Now that you know all of the data types you want to sync into Algolia, you need to think about how you want to structure this data and how often it needs to be updated.
Best practices are covered in this webinar, including how to handle different ranking strategies such as ‘sort bys’. it’s likely the data you have requires some transformation. Some use cases, such as handling multiple languages also require specific indexing strategies.
At this point, it makes sense to create a system diagram of what will pass between systems and how often.

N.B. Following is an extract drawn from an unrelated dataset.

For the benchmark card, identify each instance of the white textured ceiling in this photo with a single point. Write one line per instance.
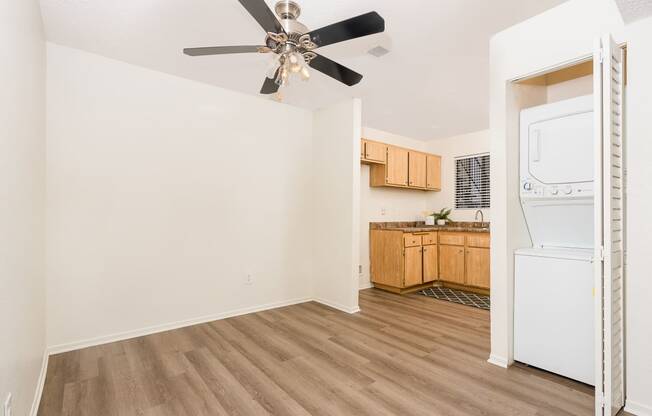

The tools you use to build your pipeline depend on the systems you are pulling data out of. For each data type, identify the system you need access to and check the relevant section below.
Out of the box connectors
The first step of implementing a Shopify integration is setting up a full reindex. Once you have validated your Algolia account you can trigger this straightaway. This creates three indices; products, pages and collections. If you want to enrich these indices further with data from an API or 3rd party system you can utilize metafields. If you want to enrich them with data directly managed in Shopify, use named tags. If you have the option, we recommend named tags are recommended as metafields can slow the indexing process.
If you are unable to utilize one of our out of the box integrations, you can check out connector options that are built by third parties and the Algolia community.
Do it yourself
If the system with the required data has an integration point where you can use one of the API clients listed above, this is an optimum point to index to Algolia.
If you can only access the entire database, we can use replaceAllObjects.
The Algolia crawler is a good fit for your implementation if you have static, HTML content you want to index. For example, the Algolia Crawler is a great way to index data for a site search implementation. Optimally, you can enrich crawled static content with ranking data from Google Analytics or Adobe Analytics.
You can manage all configuration details, in the Crawler Editor as a JSONfile. Once you’ve set up your startUrls and sitemaps you can run the Crawler and use the path explorer and data analysis to figure out which URLs have been crawled and which haven’t. Then you can update the configuration to ensure all required URLSs are crawled.